Austria has launched a investigative commission headed by Dieter Kalt, chief of the Austrian Winter Sport Federation. Leo Wallner, president of the Austrian Olympic Committee, said he hoped it would help "restore the integrity" of the team.
WELCOME MEDALS
The medals for the two Austrian women in the slalom were welcome but the day was Paerson's, who had hurt her knee when she leaned back as she warmed up.
"I was almost crying after my injury in the warm-up and now this is really unbelievable," she told reporters after executing her trademark belly flop across the snow of the finish area.
Earlier, Lind gave his country a record equalling third cross-country skiing gold medal. He won his second gold in the individual sprint.
Canada also had something to boast about. Chandra Crawford won in the sprint -- Canada's first cross-country skiing gold medal of the Games. On the ice, Cindy Klassen took gold and Kristina Groves silver in the 1,500 metres speedskating.

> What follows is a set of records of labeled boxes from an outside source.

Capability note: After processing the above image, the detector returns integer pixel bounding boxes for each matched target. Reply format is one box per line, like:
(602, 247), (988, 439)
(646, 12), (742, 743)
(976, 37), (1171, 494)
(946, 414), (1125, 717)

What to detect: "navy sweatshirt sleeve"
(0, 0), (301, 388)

But a 7-5 defeat by Switzerland in the women's curling semi-finals was hard to bear for a country said to be home to 94 percent of the world's curlers.
Worse was to come for Canada when the men's ice hockey team lost their crown, beaten in the quarter-finals by the Russians but the male curlers did make it through to the final on Friday when they will play Finland.

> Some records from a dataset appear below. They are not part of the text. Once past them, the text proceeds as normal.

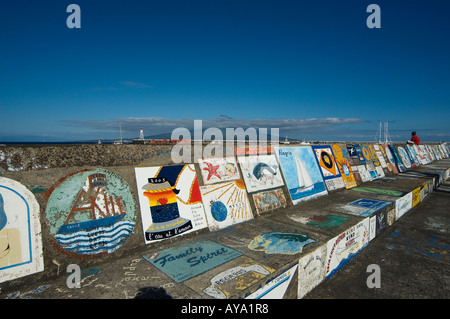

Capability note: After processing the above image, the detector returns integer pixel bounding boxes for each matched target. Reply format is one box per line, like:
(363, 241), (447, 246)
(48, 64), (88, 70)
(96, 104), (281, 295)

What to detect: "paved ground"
(0, 165), (450, 305)
(306, 182), (450, 299)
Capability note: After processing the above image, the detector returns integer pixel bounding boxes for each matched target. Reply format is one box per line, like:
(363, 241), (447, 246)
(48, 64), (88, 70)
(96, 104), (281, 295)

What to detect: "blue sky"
(0, 0), (450, 142)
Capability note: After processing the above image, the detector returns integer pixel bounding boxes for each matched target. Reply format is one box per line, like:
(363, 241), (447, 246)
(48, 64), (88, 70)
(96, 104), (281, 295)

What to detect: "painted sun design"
(203, 180), (252, 220)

Switzerland rejoiced again when Evelyne Leu rose best out of the fog in the freestyle skiing aerials and the Schoch brothers, Philipp and Simon, took one and two in the snowboarding parallel giant slalom.
"We spoke briefly before the final and ... told each other to enjoy the race," Philipp said. "We just said 'let the best man on the day win' and today that was me -- so sorry, Simon!"